Sidechain technology is an emerging concept that can be used to connect two separate blockchains and allow for the exchange of disparate assets across both. Sidechains can also be used as ‘extensions’ to existing blockchains, where they handle all of the functions of its parent chain while compartmentalizing data and freeing up time and space on the mainchain.
Imagine a slow blockchain as a river that’s been blocked up. Sidechains are like diversions in the river which allow it to form a new path, while still being connected to the main body of water.
The difference is that information on sidechains can move backward and forward. While information can be stored on the sidechain, it can also be moved onto the mainchain if required.

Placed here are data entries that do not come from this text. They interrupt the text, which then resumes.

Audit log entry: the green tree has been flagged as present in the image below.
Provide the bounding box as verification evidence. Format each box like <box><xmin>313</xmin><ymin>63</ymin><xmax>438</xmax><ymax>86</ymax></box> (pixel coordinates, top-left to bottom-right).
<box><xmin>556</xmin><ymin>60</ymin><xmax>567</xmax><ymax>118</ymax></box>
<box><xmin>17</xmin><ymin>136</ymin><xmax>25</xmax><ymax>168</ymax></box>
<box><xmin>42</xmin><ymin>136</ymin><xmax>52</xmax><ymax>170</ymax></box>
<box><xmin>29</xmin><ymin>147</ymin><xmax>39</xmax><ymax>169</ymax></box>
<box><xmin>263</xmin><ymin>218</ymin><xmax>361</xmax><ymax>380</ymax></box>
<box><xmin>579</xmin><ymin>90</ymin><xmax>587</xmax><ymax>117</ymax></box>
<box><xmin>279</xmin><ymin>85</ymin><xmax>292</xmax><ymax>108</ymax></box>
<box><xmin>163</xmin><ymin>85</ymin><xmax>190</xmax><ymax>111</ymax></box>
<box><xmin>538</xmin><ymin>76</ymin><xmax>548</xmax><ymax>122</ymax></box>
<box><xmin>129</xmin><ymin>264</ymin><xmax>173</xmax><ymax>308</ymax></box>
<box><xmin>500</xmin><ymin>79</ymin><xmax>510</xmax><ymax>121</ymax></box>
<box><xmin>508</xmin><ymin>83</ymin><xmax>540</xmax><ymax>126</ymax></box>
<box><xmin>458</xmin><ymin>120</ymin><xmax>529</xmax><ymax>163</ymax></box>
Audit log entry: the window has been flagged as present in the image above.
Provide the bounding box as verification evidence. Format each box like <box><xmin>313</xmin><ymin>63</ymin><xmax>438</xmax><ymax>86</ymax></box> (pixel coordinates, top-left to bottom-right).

As sidechain technology becomes better known, firms are starting to implement it in a range of useful ways. Start-ups like Rootstock (RSK) have launched a testnet sidechain which pegs onto Bitcoin and aims to enable smart contract capabilities for BTC users.
While Ardor (ARDR) are targeting the blockchain-as-a-service (BAAS) market by providing financial institutions with sidechains which can transact and interact with each other.
The Lisk project began as a fork of the Crypti blockchain in 2016 and has been joined by several former Ethereum developers, including co-founder Charles Hoskinson.
Lisk have made no secret of the fact that they’re going after Ethereum’s position as the main provider of smart contracts and app launches, but there’s a long way to go.
One major concern about sidechains is the requirement for miners to keep the chain safe. To address the problem of incentivizing miners, ‘merged-mining’ is used, where currencies that are based on the same algorithm can be mined simultaneously, supporting the mainchain and the sidechain at the same time.